Use the Valitron Library in WordPress to Validate Form Submissions

Whenever a WordPress theme or plugin needs to handle user-submitted data, we should validate that data on the server before saving it to the database. Required fields, format checks, and value constraints all matter, even if we already performed client-side validation with JavaScript.

One of the most popular PHP validation libraries for this job is Valitron. It is small, elegant, standalone, and does not depend on other heavy packages. The API is simple enough that it fits very comfortably into WordPress development.

Install the Valitron validation library

Like most popular PHP libraries, Valitron can be installed and managed directly through Composer.

Valitron validation library
php composer.phar require vlucas/valitron

Validate data with Valitron

Valitron validates whatever data array we pass into the validator. In the following example, an array is passed to the Validator class and then a required rule is added for the name field. If validation fails, the error messages can be read through $v->errors().

$v = new ValitronValidator( array('name' => '来呀,来验证我呀,肯定会通过验证的。') );
$v->rule('required', 'name');

if($v->validate()) {
    echo "早告诉你了,肯定会验证通过的。";
} else {
    // Print errors
    print_r($v->errors());
}

In a real form handler, it is common to pass $_POST directly into the validator. Multiple fields can share the same rule, which keeps the code compact.

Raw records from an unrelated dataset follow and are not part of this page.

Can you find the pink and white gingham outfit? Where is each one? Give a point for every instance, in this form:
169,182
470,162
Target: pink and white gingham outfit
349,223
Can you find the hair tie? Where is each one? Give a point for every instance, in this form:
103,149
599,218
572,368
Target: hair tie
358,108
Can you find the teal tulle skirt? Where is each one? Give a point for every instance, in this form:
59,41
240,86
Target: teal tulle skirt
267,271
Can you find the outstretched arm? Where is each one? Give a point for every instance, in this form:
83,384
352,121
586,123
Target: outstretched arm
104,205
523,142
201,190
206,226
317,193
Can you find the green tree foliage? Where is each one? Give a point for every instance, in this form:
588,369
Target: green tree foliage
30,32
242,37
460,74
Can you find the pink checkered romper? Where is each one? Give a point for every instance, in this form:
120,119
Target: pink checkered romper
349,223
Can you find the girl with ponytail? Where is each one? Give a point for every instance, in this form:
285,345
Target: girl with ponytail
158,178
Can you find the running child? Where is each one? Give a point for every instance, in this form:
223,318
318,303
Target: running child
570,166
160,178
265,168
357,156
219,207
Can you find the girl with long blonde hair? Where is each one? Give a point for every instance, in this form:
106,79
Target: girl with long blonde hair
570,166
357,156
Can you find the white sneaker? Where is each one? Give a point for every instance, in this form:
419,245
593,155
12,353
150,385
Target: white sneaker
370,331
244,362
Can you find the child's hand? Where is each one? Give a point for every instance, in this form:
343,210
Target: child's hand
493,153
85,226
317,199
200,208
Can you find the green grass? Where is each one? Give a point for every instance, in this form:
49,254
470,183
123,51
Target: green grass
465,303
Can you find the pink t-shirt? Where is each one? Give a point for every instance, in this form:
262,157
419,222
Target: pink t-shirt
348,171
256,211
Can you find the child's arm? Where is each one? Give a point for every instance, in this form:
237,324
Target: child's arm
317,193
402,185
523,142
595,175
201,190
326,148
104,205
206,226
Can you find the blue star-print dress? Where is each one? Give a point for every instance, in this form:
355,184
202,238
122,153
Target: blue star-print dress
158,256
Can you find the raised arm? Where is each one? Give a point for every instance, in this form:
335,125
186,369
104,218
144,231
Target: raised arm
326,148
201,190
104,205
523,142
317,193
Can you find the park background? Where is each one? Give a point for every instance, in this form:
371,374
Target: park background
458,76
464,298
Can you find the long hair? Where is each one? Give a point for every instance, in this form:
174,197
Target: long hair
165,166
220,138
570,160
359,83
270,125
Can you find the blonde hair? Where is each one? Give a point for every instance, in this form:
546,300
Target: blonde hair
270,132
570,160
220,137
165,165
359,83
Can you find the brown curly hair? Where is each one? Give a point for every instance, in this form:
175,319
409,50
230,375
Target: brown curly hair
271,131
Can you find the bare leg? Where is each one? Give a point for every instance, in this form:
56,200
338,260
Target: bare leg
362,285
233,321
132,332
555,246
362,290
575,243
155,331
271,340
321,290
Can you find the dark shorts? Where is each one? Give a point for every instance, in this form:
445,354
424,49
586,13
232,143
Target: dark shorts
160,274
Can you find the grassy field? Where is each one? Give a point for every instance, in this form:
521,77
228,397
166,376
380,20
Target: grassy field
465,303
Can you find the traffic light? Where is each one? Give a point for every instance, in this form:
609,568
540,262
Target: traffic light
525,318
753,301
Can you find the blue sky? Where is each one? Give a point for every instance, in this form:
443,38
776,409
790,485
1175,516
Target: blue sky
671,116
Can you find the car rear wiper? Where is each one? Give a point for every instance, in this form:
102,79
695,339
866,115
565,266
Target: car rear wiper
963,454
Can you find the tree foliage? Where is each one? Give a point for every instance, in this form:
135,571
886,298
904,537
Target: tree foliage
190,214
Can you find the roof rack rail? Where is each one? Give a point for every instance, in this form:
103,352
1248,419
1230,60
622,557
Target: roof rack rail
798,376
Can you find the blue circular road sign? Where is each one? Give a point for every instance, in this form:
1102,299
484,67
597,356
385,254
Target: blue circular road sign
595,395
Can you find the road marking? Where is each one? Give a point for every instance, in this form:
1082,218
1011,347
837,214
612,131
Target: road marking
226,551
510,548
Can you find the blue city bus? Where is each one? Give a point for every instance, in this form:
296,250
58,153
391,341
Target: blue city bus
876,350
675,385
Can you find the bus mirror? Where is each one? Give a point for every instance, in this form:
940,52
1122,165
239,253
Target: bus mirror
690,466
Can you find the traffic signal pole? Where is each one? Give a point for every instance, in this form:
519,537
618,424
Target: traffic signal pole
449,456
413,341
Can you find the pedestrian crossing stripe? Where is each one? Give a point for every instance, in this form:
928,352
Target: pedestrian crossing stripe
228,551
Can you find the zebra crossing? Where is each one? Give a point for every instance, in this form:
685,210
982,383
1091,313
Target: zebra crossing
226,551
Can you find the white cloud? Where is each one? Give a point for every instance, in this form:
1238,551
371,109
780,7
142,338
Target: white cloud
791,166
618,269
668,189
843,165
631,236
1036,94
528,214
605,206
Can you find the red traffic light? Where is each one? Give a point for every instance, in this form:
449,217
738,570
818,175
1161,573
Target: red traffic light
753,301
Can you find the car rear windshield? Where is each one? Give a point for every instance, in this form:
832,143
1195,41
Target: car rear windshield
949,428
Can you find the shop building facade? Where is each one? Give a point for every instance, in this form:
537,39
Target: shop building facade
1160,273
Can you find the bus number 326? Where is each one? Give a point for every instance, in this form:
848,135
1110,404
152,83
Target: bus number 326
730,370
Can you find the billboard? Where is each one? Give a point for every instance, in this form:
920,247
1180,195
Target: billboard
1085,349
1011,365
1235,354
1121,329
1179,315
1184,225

$v = new ValitronValidator($_POST);

$v->rule('required', ['name', 'email']);
$v->rule('email', 'email');

if($v->validate()) {
    echo "Whether validation passes depends on whether the user entered a name and email.";
} else {
    // Print errors
    print_r($v->errors());
}

Built-in validation rules

Valitron includes a large set of built-in rules that already cover most of what a WordPress application needs. If they are still not enough, custom rules can be added later.

  • required – required field
  • equals – must equal another field
  • different – must differ from another field
  • accepted – checkbox or radio must be accepted
  • numeric – must be numeric
  • integer – must be an integer
  • array – must be an array
  • length – exact length
  • lengthBetween – length between two values
  • lengthMin – minimum length
  • lengthMax – maximum length
  • min – minimum numeric value
  • max – maximum numeric value
  • in – must be in a given array
  • notIn – must not be in a given array
  • ip – valid IP address
  • email – valid email address
  • url – valid URL
  • urlActive – URL that can actually be reached
  • alpha – letters only
  • alphaNum – letters and numbers only
  • slug – URL-safe slug string
  • regex – match a regular expression
  • date – valid date
  • dateFormat – date in a specific format
  • dateBefore – valid date before another date
  • dateAfter – valid date after another date
  • contains – must contain a specific string
  • creditCard – valid credit card number
  • instanceOf – must be an instance of a given PHP class
  • optional – field may be omitted, but if present it must pass validation

One useful note from the original article: if you need accurate min/max validation for floating-point values, installing the PHP BCMath extension is recommended because Valitron uses it when available.

Customize validation failure messages

If Valitron’s default validation messages do not match your project, you can point the library at your own language directory and load a custom language set.

use ValitronValidator as V;

V::langDir(__DIR__.'/validator_lang');
V::lang('zh-cn');

Using Valitron makes it much less tempting to skip validation entirely. Better validation means fewer bugs, more stable application behavior, and safer handling of user-submitted content.